New Budget: A policy of deliberate ambiguity

Finance Minister Matia Kasaija arrives at Kololo ceremonial grounds in Kampala for national budget reading on June 14, 2022. PHOTO/ DAVID LUBOWA

What you need to know:

  • The issue: 2022/2023 Budget
  • Our view: We believe a lot more should have been done to indicate a readiness to if not draw a line under the current geopolitical factors then build the economy post-pandemic. 

Finance minister Matia Kasaija said yesterday that his budget will deliver a stronger economy for the Ugandan people, with the buoyancy informed by expected growth in a vast array of sectors.

Mr Kasaija confirmed that the services (3.8 percent), industry (5.4 percent), and agriculture (4.3 percent) sectors are all expected to post growth.
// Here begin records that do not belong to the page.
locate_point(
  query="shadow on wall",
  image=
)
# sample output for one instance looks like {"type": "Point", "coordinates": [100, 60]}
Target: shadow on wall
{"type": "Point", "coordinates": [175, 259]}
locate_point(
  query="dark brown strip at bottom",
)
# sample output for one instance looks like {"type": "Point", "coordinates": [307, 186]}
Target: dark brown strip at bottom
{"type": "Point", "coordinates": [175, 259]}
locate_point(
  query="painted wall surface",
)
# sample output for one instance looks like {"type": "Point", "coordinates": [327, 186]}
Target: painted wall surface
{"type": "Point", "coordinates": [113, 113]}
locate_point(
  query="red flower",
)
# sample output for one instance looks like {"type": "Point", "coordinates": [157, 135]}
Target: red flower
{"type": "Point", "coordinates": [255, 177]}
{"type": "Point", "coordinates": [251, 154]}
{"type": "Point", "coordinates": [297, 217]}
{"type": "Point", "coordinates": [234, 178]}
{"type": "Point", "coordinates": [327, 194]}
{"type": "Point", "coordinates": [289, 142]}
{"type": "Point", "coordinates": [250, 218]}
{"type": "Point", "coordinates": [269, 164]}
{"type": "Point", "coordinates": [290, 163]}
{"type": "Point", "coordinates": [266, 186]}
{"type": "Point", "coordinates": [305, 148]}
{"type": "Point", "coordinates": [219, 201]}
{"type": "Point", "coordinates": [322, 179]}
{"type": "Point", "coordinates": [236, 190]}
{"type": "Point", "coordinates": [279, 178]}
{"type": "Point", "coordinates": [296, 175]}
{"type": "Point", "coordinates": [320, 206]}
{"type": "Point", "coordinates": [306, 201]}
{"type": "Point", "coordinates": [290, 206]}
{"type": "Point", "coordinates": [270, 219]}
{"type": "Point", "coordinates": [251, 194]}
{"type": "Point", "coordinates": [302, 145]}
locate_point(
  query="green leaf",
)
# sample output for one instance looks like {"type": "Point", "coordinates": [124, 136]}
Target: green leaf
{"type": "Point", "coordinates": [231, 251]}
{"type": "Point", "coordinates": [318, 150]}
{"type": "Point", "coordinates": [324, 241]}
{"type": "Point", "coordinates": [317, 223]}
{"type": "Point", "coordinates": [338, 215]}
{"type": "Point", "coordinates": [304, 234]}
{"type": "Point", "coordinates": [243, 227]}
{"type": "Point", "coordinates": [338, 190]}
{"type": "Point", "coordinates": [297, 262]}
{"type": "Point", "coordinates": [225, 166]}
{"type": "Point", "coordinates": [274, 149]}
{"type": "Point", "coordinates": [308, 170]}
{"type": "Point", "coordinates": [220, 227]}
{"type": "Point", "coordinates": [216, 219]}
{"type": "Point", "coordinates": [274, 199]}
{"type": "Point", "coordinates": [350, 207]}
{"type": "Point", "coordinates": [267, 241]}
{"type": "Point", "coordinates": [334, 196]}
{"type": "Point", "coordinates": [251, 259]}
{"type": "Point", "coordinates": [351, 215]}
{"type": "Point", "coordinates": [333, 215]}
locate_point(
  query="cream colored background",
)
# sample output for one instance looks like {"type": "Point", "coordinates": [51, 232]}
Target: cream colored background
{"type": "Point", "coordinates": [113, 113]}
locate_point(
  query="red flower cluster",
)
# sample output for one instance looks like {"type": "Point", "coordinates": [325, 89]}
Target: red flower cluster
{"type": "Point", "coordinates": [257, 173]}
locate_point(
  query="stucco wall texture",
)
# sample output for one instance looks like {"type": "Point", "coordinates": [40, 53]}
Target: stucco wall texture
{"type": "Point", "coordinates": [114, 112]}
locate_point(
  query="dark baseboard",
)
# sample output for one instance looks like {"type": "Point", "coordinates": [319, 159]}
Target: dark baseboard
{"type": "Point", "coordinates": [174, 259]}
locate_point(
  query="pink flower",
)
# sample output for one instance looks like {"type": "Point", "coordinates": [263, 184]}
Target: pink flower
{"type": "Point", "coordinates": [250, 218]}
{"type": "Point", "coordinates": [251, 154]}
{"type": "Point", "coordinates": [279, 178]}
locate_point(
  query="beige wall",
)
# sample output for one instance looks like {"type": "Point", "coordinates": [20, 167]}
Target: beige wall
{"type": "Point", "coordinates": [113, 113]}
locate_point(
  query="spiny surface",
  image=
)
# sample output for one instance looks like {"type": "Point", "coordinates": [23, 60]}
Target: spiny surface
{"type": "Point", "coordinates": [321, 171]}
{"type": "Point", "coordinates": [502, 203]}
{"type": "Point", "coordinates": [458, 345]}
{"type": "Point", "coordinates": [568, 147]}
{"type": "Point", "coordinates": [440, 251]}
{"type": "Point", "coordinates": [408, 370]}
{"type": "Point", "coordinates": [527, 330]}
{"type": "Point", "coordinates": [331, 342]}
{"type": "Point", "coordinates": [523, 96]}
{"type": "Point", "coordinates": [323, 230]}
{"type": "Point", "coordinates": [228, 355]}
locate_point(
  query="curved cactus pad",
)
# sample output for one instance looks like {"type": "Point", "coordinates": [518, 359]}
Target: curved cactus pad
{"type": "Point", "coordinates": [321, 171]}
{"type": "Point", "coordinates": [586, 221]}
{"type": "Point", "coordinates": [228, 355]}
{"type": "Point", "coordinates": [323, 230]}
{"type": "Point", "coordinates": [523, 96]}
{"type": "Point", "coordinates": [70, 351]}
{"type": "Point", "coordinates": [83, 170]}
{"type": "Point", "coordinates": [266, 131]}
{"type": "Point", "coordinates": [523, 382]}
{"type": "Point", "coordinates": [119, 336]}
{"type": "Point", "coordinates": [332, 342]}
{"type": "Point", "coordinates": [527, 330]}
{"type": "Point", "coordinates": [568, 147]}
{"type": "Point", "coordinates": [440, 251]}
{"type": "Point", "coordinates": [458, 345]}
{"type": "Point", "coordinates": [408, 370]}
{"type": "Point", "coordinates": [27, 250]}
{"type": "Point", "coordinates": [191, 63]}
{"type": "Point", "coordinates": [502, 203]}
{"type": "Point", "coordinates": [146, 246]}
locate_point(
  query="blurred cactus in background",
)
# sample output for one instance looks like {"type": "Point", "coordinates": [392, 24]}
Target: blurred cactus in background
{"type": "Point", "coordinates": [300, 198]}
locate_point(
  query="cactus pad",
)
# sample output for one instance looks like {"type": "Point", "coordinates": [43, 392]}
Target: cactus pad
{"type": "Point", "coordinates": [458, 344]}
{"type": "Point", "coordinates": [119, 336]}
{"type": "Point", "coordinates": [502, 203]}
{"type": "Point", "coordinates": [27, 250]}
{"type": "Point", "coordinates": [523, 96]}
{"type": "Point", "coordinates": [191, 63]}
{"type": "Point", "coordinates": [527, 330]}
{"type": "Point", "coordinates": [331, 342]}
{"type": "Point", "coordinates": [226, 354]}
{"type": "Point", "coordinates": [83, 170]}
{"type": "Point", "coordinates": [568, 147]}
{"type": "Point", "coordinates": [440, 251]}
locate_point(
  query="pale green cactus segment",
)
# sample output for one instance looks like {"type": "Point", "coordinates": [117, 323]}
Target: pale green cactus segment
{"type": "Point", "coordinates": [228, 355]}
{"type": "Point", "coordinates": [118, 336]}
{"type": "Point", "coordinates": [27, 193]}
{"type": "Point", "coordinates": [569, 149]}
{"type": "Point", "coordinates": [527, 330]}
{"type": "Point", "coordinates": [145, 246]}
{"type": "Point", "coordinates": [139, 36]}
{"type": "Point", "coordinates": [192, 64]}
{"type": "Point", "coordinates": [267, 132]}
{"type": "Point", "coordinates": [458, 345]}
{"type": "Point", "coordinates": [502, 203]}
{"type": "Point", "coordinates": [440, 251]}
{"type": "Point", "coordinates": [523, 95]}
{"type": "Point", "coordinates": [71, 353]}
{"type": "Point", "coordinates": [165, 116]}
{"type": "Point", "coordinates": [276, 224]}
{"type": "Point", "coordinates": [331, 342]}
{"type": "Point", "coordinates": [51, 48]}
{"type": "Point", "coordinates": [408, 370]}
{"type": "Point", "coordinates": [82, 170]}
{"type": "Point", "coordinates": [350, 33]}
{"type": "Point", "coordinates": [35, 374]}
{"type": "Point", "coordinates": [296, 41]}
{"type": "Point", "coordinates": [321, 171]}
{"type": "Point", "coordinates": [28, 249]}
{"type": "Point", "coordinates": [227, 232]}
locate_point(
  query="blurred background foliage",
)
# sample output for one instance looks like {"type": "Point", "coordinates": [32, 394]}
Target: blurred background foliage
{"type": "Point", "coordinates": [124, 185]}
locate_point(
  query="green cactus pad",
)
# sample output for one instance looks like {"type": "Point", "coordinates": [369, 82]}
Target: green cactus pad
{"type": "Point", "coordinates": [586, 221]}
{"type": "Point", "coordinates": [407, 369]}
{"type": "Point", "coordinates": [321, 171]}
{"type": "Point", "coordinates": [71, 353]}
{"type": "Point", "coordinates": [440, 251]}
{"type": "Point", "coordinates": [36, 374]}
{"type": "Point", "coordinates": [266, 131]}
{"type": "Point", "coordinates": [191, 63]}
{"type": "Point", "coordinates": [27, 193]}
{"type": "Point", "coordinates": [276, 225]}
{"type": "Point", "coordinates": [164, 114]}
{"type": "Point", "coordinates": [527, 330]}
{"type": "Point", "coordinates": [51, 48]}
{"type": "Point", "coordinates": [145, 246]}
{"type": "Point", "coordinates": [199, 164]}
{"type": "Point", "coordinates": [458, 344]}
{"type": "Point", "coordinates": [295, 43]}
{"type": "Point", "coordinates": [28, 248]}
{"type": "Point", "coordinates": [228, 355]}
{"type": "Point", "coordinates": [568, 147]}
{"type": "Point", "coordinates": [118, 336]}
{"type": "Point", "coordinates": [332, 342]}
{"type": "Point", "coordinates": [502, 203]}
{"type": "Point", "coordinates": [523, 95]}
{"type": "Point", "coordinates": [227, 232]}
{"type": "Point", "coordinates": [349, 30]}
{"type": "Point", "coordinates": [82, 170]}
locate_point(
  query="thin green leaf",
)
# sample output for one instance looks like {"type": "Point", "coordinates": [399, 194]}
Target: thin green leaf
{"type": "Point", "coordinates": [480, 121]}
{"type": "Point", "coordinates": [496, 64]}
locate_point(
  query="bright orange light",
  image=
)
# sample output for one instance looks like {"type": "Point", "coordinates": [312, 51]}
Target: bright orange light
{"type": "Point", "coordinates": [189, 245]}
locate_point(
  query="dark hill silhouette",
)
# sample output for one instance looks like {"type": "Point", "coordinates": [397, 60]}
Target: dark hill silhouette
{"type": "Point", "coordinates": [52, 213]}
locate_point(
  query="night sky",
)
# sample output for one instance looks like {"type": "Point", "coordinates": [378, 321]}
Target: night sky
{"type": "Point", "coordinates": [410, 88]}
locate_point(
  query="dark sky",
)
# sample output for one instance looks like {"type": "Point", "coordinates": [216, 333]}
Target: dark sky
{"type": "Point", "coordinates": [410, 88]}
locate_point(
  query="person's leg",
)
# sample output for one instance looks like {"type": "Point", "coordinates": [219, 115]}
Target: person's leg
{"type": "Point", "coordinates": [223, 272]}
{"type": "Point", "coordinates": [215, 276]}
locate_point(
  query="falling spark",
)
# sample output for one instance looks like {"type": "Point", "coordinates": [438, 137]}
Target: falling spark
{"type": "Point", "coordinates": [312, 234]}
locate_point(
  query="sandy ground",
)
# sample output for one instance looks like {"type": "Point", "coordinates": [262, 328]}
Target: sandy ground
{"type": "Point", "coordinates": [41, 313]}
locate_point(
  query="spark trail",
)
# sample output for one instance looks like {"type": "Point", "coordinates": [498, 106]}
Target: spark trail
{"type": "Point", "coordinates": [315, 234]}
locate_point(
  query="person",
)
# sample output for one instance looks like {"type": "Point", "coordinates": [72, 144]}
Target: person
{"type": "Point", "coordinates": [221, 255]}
He also pledged to open up the spending taps on big public service items like the Parish Development Model (PDM), economic recovery programmes, and enhancement of salaries of scientists to mention but three.

The budget is billed as a good litmus test of a government’s choices about its priorities, spending levels, borrowing and taxation policies. Mr Kasaija felt the need to wrap up the reading of the budget by dedicating it “to delivering the Ugandan households still in the subsistence to the money economy.”

This, he had earlier stated, will be the handiwork of the PDM, which he reckons will “usher in a mass socio-economic transformation movement in our society with better sustained outcomes.”

But with inflationary pressures affecting the Ugandan economy and public debt soaring, Ugandans can be excused for not being particularly sanguine about future prospects. Promises to address the rise of the debt stock through a plethora of ways—including reducing “domestic borrowing over the medium term to an average of 2.2 percent of [Gross Domestic Product or GDP] per year” and “implement[ing] the Public Investment Financing Strategy”—sound hollow. 

The reason for this unremittingly gloomy forecast gains fresh resonance when one tries to make sense of the ubiquitousness of supplementary budgets. Fiscal discipline appears to be in scant supply, and—sadly—it will continue to be if the latest supplementary budget is anything to go by (refer to today’s cover story). This is quite unfortunate because the balancing of books is supposed to take on renewed significance since the threat of inflation cannot be wished away.

Mr Kasaija’s trumpeting of better than expected economic growth (a GDP per capita increment equivalent to Shs3.7m per person per year) also appears to have a hollowness about it. The rosy outlook certainly does not translate into much-needed money to help hard-pressed key workers put food on the table for their families. 

In fact, in its reckless optimism, the budget dedicated itself to a torrent of ecstatic predictions based on poor evidence rather than alleviating hardship among those who need the most support—struggling households.

Mr Kasaija for instance waxed lyrical about the decline in commercial bank lending rates when a recent increase in the Central Bank Rate is primed to precipitate a spike.  We believe a lot more should have been done to indicate a readiness to if not draw a line under the current geopolitical factors then build the economy post-pandemic.

A clear message around fiscal rules that frequently change to pave the way for borrowing would have been much appreciated for one. Instead, we ended up with the usual policy of deliberate ambiguity.